Ça peut sembler vrai, mais nul besoin de s’appeler Jésus pour dire cela. : c’est une brève de comptoir ! Une dame qui, visiblement, n’avait que faire des consignes de prudence gouvernementales répondait au journaliste qui interrogeait sa présence dans la file compacte d’un marché parisien : »la peur ne supprime pas le danger ». Est-ce une raison pour s’y exposer de façon délibérée ? La peur mobilise nos ressources, nos intelligences, notre vigilance et nous conduit à adopter des conduites préventives appropriées. La peur, vieil atavisme qui puise à nos racines de mammifères humanoïdes, a ses vertus qui parfois débouchent sur la vie. Mais souvent, aussi, elle détruit l’humain qui se cache en nous. Et c’est sans doute de cela dont il s’agit dans la bouche de Jésus.

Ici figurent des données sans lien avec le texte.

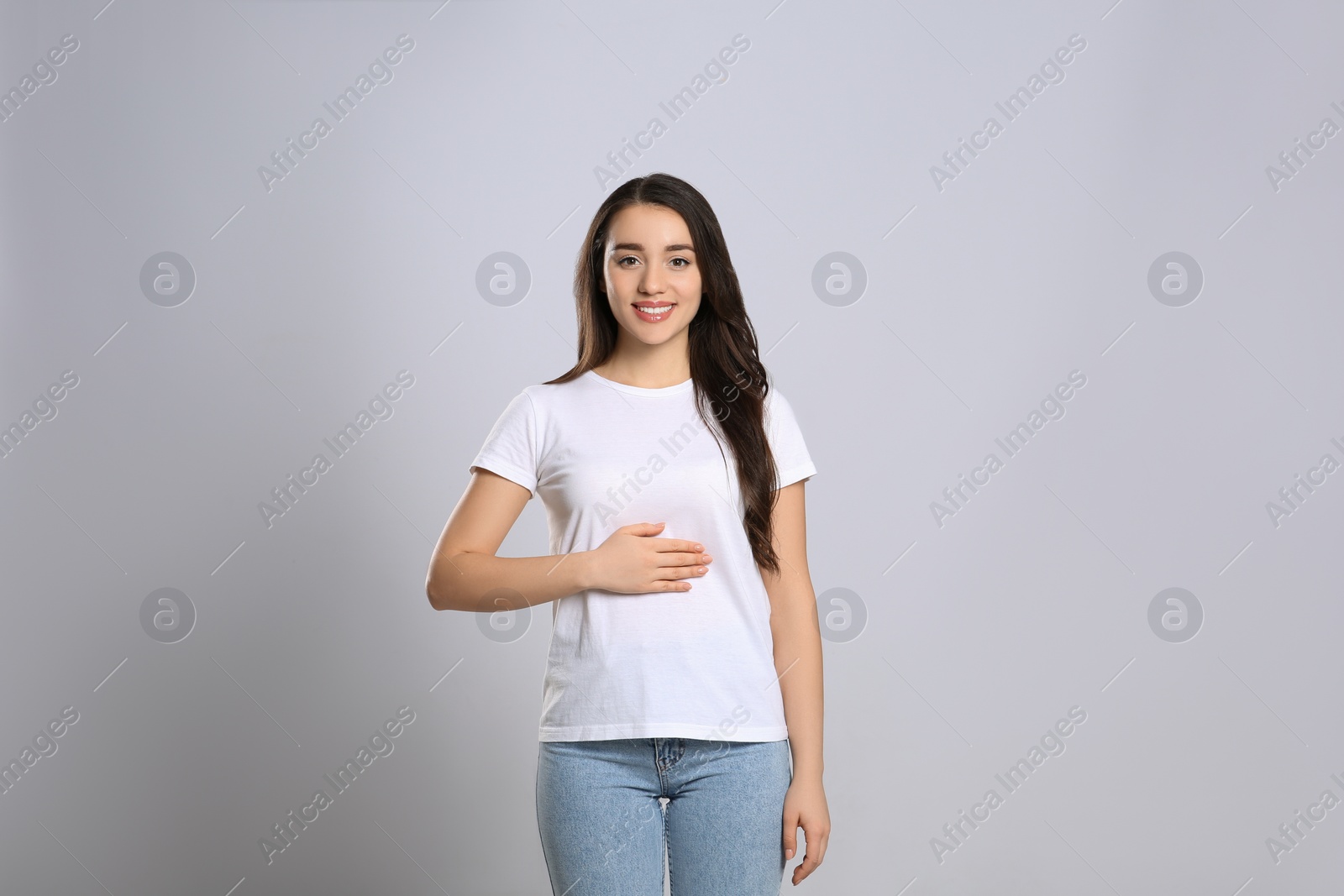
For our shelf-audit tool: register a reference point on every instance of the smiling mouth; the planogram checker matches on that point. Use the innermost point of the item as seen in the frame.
(654, 313)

Tout d’abord, le texte ne parle pas de peur mais de souci. On pourrait traduire (de façon littérale) par : « qui parmi vous qui êtes en train de vous inquiéter peut rajouter une coudée à son âge ? » À vouloir récuser tout hasard, tout destin, toute nature, toute transcendance, (appelez-le comme vous voulez !) on croit devenir maître de notre destin. Poids écrasant. On se croit libre de choisir sa vie, mais on devient incapable de choisir la vie. On se croit libre, on est juste prisonnier d’un égo tyrannique. Pensez-vous à ce point être maître de votre vie que vous en preniez un soin tel que vous oubliez de vivre ?
Se dessaisir du souci de soi, cesser de vouloir mériter sa vie… si c’était le secret d’une vie bonne ? Le coeur de la Réforme se tient dans cette proposition : Dieu nous libère du poids de ce souci. On n’a pas à gagner le droit de vivre. Dieu n’a pas à être satisfait. Car sa seule satisfaction c’est que nous soyons vivants, de gratuité. Sans rien avoir à prouver, à justifier ni à mériter.